Ahora bien, quienes amamos el teatro y vivimos en Venezuela deberíamos celebrar por partida doble: no sólo por el hecho de que se vaya a estrenar “Alguien va a venir”, oficialmente la primera obra de Jon Fosse en el país, sino, además, porque ésta estará dirigida por Héctor Manrique, uno de los grandes titanes de las tablas nacionales, e intepretada por un elenco joven conformado por Larissa González, Daniel Rodríguez y Pedro Borgo.
El ambiente de “Alguien va a venir” es inquietante. Una casa desolada y vieja a la orilla del mar, una casa que se va descubriendo poco a poco, diálogo tras diálogo, como un haz de luz tenebrosa entre la niebla. La atmósfera, vivida por una pareja a priori adorable y con la que es fácil conectar, tiene un no sé qué de claustrofobia. Ellos, de época, de punta en blanco (podría decirse que literalmente, ya que los vestuarios, blanquísimos, son uno de los mejores aciertos de la puesta en escena) han comprado la propiedad, pero una premonición, la sensación de que no están solos, los acecha, los atormenta.
“Alguien va a venir” tiene reminiscencias del Teatro del Absurdo, aquel teatro de la posguerra en el que se reflejaba el sinsentido de la vida cotidiana, el pesimismo y la burla hacia las ideas más apreciadas de los seres humanos. Los diálogos, al principio desesperantes, cadentes, repetitivos, poco a poco van tomando cuerpo y asentándose en el lugar indicado. Pero la obra también tiene cierto toque de misterio, de ansiedad, que se materializa con la presencia de ese alguien que termina de llegar.
Es difícil describir el género exacto de “Alguien va a venir”. Es muy seria para ser una comedia, es muy divertida para ser una tragedia, tampoco es un drama propiamente. En la complejidad de esa mezcla es donde, como se dice en el argot futbolístico, Jon Fosse saca la casta, ayudado, en este caso, por un montaje en donde el blanco, aséptico, paradójicamente oscuro, resalta en una puesta en escena que aprovecha bien e inteligentemente todo el espacio.

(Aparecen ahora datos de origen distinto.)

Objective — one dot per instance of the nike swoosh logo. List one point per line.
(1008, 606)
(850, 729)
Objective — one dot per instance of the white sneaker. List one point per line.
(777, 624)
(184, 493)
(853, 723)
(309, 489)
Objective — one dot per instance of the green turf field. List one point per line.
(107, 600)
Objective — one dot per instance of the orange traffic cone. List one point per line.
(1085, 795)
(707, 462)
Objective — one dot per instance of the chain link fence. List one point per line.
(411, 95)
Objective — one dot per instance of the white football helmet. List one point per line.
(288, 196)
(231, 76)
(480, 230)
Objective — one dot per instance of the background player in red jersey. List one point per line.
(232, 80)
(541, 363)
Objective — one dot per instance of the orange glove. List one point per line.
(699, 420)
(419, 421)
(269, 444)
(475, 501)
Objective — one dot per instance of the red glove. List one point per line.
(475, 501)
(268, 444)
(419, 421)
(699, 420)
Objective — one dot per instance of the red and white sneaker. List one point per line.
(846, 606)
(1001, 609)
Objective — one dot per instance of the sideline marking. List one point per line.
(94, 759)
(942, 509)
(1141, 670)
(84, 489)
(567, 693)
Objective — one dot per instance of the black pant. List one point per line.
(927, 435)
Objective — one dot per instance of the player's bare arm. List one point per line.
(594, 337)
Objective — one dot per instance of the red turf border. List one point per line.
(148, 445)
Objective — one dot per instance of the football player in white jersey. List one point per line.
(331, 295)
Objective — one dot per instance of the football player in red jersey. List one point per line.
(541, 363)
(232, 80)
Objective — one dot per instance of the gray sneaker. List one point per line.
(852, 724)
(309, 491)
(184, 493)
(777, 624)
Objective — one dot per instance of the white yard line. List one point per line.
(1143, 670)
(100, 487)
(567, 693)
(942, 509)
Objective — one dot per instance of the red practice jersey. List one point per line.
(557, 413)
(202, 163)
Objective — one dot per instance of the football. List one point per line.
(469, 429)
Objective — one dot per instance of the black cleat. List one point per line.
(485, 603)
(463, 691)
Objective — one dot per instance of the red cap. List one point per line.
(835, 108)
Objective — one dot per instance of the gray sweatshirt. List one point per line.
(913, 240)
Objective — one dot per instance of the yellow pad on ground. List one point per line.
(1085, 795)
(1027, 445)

Recuerdo bien las palabras de Héctor Manrique, una vez, cuando dijo que hacer las cosas bien, hoy en día y en este país, parece más un acto de rebeldía que sentido común. Y yo, que comulgo con esa idea, celebro profundamente que una obra como “Alguien va a venir” (con su complejidad y su importancia) se monte, con tanta ilusión y con tanto cariño, en un panorama teatral en el que la risa fácil y el chiste vulgar cada vez parece más la norma.
“Alguien va a venir” estará en cartelera, en el Espacio Plural del Trasnocho Cultural, hasta el 2 de junio. Ojalá mucha gente vaya a verla, porque engloba un teatro cómico y sombrío a la vez, con unos actores que dan todo de sí para contar una historia que, en medio de su engañosa sencillez, sin duda es sustanciosa. Obviamente siempre habrá cositas que pulir, en todos lados. Los ganadores de los premios Nobel, con todo y su polémica, trabajaron sin descanso para que su obra fuera reconocida y premiada. Ellos, Jon Fosse incluido, hicieron su acto de rebeldía, hicieron las cosas bien.